In long shots of the astronauts walking on their spaceship, it is obvious that stop animation models are used, which are proportionally large.
The banana a crew member eats whilst in space has an obvious prop skin as it is far too rigid.
Inside the crew cabin, a General Electric wall clock is shown. The red dot on its face indicates power to the clock has been interrupted and that the time shown has not been reset and may be incorrect. This is something the prop department has overlooked.
It seems very odd that the crew had not considered the possibility of someone experiencing 'space sickness' until two of the crew begin to feel ill. All the NASA space flights contained 'barf bags' for astronauts to throw up into as liquid vomit in a weightless environment is an obvious and real hazard to electrical systems and the like.
The Astronauts were wearing dress shoes.
When the astronauts emerge from the hatch during their spacewalk to repair the antenna, the shadow of one of the film crew can be seen on the open hatch door, helping push the cast members out onto the surface of the "ship".
During the moonwalk, studio lights are seen reflected in the glass visors of the astronauts' helmets.

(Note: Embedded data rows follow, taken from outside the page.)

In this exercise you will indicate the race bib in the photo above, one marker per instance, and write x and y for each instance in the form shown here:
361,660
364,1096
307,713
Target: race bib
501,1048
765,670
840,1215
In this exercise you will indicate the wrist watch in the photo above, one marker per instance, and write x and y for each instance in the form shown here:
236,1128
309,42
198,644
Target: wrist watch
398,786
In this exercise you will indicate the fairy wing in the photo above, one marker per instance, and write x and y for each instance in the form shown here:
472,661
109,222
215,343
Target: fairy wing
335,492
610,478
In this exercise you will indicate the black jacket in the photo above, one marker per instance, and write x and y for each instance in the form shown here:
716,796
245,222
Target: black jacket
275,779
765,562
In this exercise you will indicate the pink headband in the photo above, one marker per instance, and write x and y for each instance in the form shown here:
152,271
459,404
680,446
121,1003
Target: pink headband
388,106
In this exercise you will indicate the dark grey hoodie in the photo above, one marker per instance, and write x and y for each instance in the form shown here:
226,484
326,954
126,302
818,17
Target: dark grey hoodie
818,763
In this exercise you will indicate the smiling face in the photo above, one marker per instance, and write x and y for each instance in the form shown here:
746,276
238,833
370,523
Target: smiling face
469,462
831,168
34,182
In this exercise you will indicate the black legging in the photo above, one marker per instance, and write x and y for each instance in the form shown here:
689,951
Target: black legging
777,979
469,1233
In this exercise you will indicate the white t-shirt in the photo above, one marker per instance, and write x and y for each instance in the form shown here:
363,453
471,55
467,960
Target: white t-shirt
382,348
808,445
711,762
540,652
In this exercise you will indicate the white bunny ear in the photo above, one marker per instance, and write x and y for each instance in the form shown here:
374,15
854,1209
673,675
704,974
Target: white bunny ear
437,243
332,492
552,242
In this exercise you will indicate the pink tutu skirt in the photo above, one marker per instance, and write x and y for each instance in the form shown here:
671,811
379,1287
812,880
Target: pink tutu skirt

Radiation readings from the surface below the rocket indicate it is radioactive. The exhaust from the nuclear-powered engine would likely be source of this. The readings should have been taken at a distance.
A radio announcer explains, "It takes three seconds ... for radio waves to travel between the Earth and Moon." In fact it's 1.3 sec each way, but the round-trip causes delays of almost 3 sec in conversation, which probably is what the announcer meant.
When Cargraves and Thayer are watching the launch of the satellite at the beginning, Cargraves tells the General, "They'll break your necks to get you back and raise your rank when they see what this'll do." Clearly, actor Warner Anderson (Cargraves) misspoke his line, which obviously should have been, "They'll break their necks...."
The two countdowns are done much faster than real time. In the first, just after the start of the film, the last 15 seconds are counted in 10 seconds.